As reported over the past five years, human traffickers exploit domestic and foreign victims in Burundi, and traffickers exploit victims from Burundi abroad. As the result of a complex political, economic, and security crisis that began in 2015, by February 2020, more than 336,650 Burundians remained in neighboring countries as refugees, including, but not limited to, Tanzania, Rwanda, Uganda, and Democratic Republic of the Congo (DRC). In 2019, the Government of Tanzania told refugees within its borders, a majority Burundian-born, to return home and commenced an operation with the goal of repatriating some 200,000 Burundian refugees despite concerns that they faced a lack of protection and security. Many refugees, in fear of illegal arrests, deportation, and murder, departed Tanzania without formal assistance or adequate identity documentation. Returned refugees frequently lacked access to basic services and accommodation, which subsequently increased their vulnerability to trafficking.
Burundi’s challenging security environment, endemic poverty, and low education levels create an opportunity for criminals, including traffickers, to take advantage of Burundians in precarious or desperate situations. Due to regional instability, observers sporadically report recruitment of children as young as 15 years old by armed groups who force them to participate in anti-government activities. In July 2015, traffickers recruited approximately 58 children, some younger than 15 years old, and forced them to participate in an anti-government armed invasion in Kayanza Province, which was ultimately put down by the government; it was unclear if these children were armed. Between May and December 2015, an international organization reported allegations that Burundian refugees residing in Mahama refugee camp in Rwanda were recruited into non-state armed groups, allegedly by Rwandan security forces, to support the Burundian opposition; many refugees alleged recruiters had threatened, intimidated, harassed, and physically assaulted those who refused recruitment—a form of human trafficking. Most of these recruits were adult males, but six Burundian refugee children between the ages of 15 and 17 were also identified as recruits from Mahama refugee camp. The same international organization reported that hundreds of Burundian adult and child recruits, including girls, were allegedly trained in weaponry at a training camp in southwestern Rwanda—some may have been trafficking victims. In 2016, the Government of the DRC apprehended 16 Burundian children transiting through the east allegedly after recruitment from refugee camps in Rwanda or the DRC to participate in armed conflict in Burundi with an unknown entity.
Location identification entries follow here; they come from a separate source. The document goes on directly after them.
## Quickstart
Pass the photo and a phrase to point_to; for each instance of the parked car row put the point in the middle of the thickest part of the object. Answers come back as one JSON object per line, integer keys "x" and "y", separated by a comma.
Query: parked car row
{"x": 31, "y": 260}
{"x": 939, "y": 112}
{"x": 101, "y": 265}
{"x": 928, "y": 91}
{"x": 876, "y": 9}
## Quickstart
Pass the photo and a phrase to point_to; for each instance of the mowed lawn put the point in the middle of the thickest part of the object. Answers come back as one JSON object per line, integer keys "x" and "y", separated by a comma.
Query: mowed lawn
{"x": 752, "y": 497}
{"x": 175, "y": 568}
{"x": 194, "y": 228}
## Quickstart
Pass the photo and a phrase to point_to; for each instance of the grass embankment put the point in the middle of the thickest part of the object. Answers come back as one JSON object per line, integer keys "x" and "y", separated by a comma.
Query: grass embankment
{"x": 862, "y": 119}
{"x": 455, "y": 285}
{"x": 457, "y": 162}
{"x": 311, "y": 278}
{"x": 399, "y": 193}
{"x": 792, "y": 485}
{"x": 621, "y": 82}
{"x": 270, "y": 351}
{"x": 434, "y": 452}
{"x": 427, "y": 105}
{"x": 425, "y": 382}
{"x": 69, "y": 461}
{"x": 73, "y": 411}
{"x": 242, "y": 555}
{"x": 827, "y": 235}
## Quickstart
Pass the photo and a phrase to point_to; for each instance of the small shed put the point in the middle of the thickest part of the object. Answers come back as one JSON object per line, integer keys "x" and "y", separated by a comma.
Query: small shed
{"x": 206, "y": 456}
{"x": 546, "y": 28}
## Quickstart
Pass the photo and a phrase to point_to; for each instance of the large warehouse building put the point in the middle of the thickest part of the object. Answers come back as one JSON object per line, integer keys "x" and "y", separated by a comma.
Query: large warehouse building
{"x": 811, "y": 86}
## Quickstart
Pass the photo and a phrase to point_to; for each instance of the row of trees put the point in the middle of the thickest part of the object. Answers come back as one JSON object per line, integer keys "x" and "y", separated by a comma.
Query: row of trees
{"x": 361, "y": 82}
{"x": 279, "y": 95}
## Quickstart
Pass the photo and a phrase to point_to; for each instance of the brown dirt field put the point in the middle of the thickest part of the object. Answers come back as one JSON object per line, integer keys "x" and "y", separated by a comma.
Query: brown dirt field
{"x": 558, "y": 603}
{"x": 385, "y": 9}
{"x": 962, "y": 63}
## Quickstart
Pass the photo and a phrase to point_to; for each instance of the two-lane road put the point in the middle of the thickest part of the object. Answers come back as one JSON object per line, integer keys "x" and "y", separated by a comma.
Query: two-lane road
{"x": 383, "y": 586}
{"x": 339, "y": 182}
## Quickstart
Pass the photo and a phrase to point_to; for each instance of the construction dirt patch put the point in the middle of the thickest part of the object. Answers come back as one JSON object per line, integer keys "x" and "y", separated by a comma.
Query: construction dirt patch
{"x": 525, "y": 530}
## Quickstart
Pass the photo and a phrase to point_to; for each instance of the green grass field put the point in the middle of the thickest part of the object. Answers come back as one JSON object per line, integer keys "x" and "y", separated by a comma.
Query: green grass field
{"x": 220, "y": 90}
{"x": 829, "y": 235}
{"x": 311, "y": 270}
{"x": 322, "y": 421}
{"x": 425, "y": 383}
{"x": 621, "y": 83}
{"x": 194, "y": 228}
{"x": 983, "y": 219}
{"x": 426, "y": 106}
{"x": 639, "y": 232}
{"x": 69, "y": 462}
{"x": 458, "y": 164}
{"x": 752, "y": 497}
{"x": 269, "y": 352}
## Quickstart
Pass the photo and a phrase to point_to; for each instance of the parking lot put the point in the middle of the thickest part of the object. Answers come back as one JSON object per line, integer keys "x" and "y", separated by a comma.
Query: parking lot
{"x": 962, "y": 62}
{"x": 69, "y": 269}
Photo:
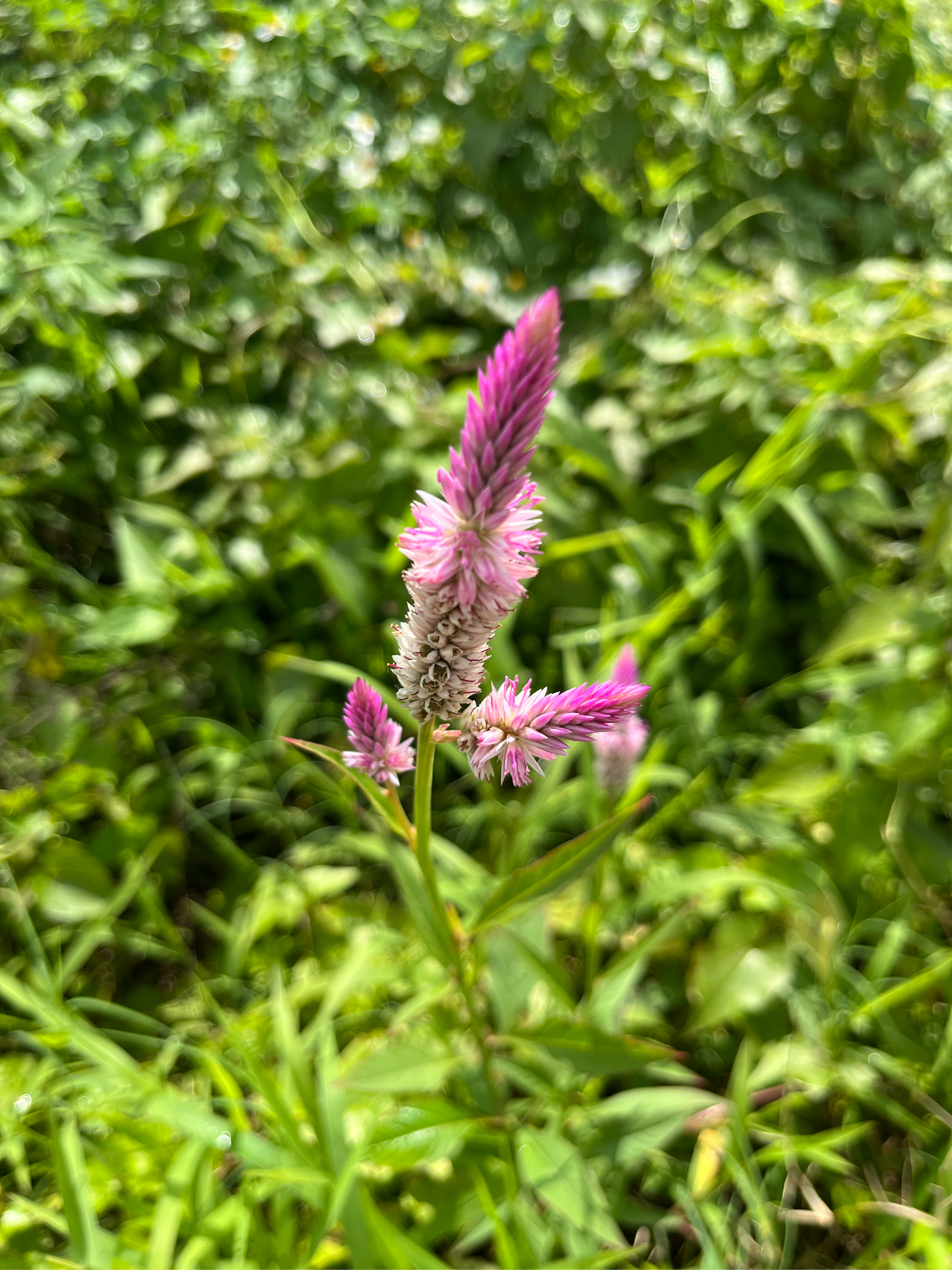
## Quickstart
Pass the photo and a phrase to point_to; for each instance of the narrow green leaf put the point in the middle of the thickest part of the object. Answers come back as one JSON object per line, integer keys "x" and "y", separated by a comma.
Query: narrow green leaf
{"x": 370, "y": 788}
{"x": 172, "y": 1206}
{"x": 86, "y": 1233}
{"x": 537, "y": 882}
{"x": 589, "y": 1050}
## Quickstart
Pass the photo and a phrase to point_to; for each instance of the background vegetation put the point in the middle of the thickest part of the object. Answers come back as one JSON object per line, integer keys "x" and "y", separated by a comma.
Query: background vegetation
{"x": 250, "y": 258}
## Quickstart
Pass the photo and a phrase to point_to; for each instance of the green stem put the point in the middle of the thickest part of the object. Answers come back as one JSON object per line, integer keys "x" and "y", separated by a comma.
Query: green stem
{"x": 407, "y": 829}
{"x": 423, "y": 795}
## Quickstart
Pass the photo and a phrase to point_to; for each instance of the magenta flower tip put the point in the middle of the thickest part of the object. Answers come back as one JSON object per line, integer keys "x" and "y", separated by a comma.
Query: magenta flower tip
{"x": 522, "y": 728}
{"x": 620, "y": 749}
{"x": 377, "y": 749}
{"x": 473, "y": 550}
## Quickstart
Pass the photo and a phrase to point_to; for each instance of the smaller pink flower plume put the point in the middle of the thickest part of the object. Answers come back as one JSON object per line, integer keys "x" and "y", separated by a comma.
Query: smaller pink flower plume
{"x": 521, "y": 727}
{"x": 619, "y": 750}
{"x": 379, "y": 750}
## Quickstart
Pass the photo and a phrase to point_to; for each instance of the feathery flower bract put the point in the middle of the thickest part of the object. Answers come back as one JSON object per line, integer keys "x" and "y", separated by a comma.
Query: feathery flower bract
{"x": 619, "y": 750}
{"x": 379, "y": 750}
{"x": 521, "y": 727}
{"x": 471, "y": 550}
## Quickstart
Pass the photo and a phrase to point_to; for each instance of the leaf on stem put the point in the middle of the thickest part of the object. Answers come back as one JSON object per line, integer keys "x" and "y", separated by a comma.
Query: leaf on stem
{"x": 543, "y": 879}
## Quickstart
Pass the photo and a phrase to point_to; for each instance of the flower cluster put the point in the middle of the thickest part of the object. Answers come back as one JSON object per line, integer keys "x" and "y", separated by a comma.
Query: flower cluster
{"x": 521, "y": 727}
{"x": 471, "y": 550}
{"x": 379, "y": 750}
{"x": 617, "y": 751}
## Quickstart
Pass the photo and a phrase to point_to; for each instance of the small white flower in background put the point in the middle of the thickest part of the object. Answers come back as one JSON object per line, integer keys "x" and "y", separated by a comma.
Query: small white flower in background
{"x": 249, "y": 558}
{"x": 362, "y": 128}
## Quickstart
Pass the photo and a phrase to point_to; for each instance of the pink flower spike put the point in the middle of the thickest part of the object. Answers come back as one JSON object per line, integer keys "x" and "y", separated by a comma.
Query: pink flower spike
{"x": 521, "y": 727}
{"x": 379, "y": 750}
{"x": 617, "y": 751}
{"x": 496, "y": 445}
{"x": 473, "y": 549}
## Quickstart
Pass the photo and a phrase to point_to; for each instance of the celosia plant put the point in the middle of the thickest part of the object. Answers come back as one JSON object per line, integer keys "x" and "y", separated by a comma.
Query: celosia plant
{"x": 379, "y": 750}
{"x": 619, "y": 750}
{"x": 471, "y": 553}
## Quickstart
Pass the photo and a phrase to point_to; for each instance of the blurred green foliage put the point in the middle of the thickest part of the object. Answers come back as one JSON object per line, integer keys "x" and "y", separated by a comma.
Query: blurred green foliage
{"x": 250, "y": 260}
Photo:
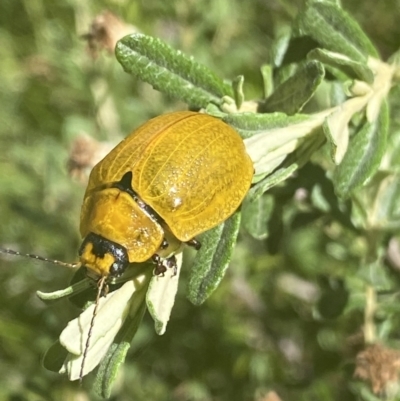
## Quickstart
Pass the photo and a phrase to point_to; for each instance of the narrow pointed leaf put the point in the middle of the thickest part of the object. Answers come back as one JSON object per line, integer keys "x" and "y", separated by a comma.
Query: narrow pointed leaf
{"x": 250, "y": 124}
{"x": 116, "y": 354}
{"x": 256, "y": 215}
{"x": 212, "y": 259}
{"x": 363, "y": 155}
{"x": 331, "y": 27}
{"x": 170, "y": 71}
{"x": 290, "y": 96}
{"x": 293, "y": 162}
{"x": 353, "y": 69}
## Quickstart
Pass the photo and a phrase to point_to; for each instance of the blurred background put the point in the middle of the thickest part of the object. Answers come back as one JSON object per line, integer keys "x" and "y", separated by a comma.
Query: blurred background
{"x": 64, "y": 100}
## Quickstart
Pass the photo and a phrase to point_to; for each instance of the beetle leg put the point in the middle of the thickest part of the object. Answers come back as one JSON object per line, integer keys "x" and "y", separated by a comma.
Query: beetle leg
{"x": 194, "y": 243}
{"x": 160, "y": 269}
{"x": 172, "y": 264}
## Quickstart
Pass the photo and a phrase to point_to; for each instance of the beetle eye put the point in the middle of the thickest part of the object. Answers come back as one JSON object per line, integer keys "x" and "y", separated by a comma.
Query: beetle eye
{"x": 117, "y": 268}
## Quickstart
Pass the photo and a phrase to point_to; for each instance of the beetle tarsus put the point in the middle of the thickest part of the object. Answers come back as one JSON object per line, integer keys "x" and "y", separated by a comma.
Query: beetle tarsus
{"x": 194, "y": 243}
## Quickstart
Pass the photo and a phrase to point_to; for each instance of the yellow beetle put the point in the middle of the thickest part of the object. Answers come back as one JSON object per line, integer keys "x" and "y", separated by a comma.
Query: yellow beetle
{"x": 176, "y": 176}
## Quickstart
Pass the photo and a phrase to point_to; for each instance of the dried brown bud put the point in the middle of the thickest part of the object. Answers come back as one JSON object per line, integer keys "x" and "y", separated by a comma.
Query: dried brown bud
{"x": 378, "y": 365}
{"x": 85, "y": 153}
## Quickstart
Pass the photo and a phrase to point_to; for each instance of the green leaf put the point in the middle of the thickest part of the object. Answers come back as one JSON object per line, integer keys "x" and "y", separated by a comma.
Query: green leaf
{"x": 170, "y": 71}
{"x": 160, "y": 297}
{"x": 250, "y": 124}
{"x": 54, "y": 357}
{"x": 352, "y": 69}
{"x": 334, "y": 30}
{"x": 256, "y": 214}
{"x": 291, "y": 95}
{"x": 212, "y": 259}
{"x": 71, "y": 291}
{"x": 363, "y": 155}
{"x": 293, "y": 162}
{"x": 116, "y": 354}
{"x": 237, "y": 85}
{"x": 377, "y": 206}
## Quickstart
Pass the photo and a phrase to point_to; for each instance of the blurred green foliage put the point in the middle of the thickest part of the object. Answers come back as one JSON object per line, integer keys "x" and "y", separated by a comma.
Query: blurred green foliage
{"x": 285, "y": 316}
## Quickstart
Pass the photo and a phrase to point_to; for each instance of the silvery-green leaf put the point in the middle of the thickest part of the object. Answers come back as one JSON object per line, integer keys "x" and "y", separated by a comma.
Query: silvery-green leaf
{"x": 269, "y": 147}
{"x": 112, "y": 312}
{"x": 363, "y": 156}
{"x": 267, "y": 75}
{"x": 170, "y": 71}
{"x": 116, "y": 353}
{"x": 237, "y": 85}
{"x": 293, "y": 162}
{"x": 161, "y": 294}
{"x": 54, "y": 358}
{"x": 74, "y": 289}
{"x": 336, "y": 126}
{"x": 256, "y": 214}
{"x": 335, "y": 30}
{"x": 352, "y": 69}
{"x": 280, "y": 44}
{"x": 291, "y": 95}
{"x": 250, "y": 124}
{"x": 212, "y": 259}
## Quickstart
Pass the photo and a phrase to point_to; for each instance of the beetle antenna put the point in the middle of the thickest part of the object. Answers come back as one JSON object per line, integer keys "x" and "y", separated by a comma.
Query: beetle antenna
{"x": 101, "y": 284}
{"x": 31, "y": 256}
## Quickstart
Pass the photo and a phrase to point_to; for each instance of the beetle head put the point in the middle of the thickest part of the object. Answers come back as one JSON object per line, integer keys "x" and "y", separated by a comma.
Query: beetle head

In 2018, an international organization reported separating four Burundian children from armed groups in the DRC.
Both economic necessity and coercion push children and young adults into labor, including domestic service, forced labor on plantations or small farms throughout Burundi, in gold mines in several provinces around the country, in informal commerce in the streets of larger cities, in charcoal production, and in the fishing industry. Traffickers include victims’ relatives, neighbors, and friends, who recruit them under false pretenses to exploit them in forced labor and sex trafficking. Some families are complicit in the exploitation of children and adults with disabilities, accepting payment from traffickers who run forced street begging operations. Traffickers fraudulently recruit children from rural areas for forced labor for domestic service and sex trafficking in private homes, guesthouses, and entertainment establishments; the children frequently experience non-payment of wages and verbal and physical abuse. NGOs report that fishermen exploit some boys in the Lake Tanganyika fisheries in forced labor and some girls and young women in domestic servitude and sex trafficking in restaurants and bars around the lake. Traffickers exploit Burundian adults and children in forced labor in agricultural work, particularly in Tanzania. Women and girls traveling to the Middle East, and often through Tanzania, for domestic service report abusive labor conditions as well as physical and sexual abuse. Young women take vulnerable girls into their homes, eventually pushing some into commercial sex to pay for living expenses. Traffickers exploit orphaned girls, often using underage males as facilitators. There were unsubstantiated allegations that male tourists from East Africa and the Middle East, as well as Burundian government employees, including teachers, police officers, military, and prison officials, are complicit in child sex trafficking by procuring underage Burundian girls.
International organizations continue to report that young Muslim women from Burundi are particularly vulnerable to forced labor and sex trafficking in Gulf countries. Traffickers fraudulently recruit some young adult Burundian women for jobs, but instead subject them to forced labor and sex trafficking in various Gulf countries, such as Kuwait, Saudi Arabia, Oman, and Qatar. NGOs estimate that between 500 and 3,000 young women became trafficking victims in these countries between 2015 and 2016, and one NGO reported over 800 young women remain in these countries. In 2017, Burundian and Kenyan recruitment agencies fraudulently recruited several adult Burundian women, who were identified in Kuwait, for work as domestic workers and receptionists; however, upon arrival, traffickers subjected them to forced labor and confiscated their passports, the victims were paid less than what was agreed, had restricted movement, and were forced to work excessive hours without breaks.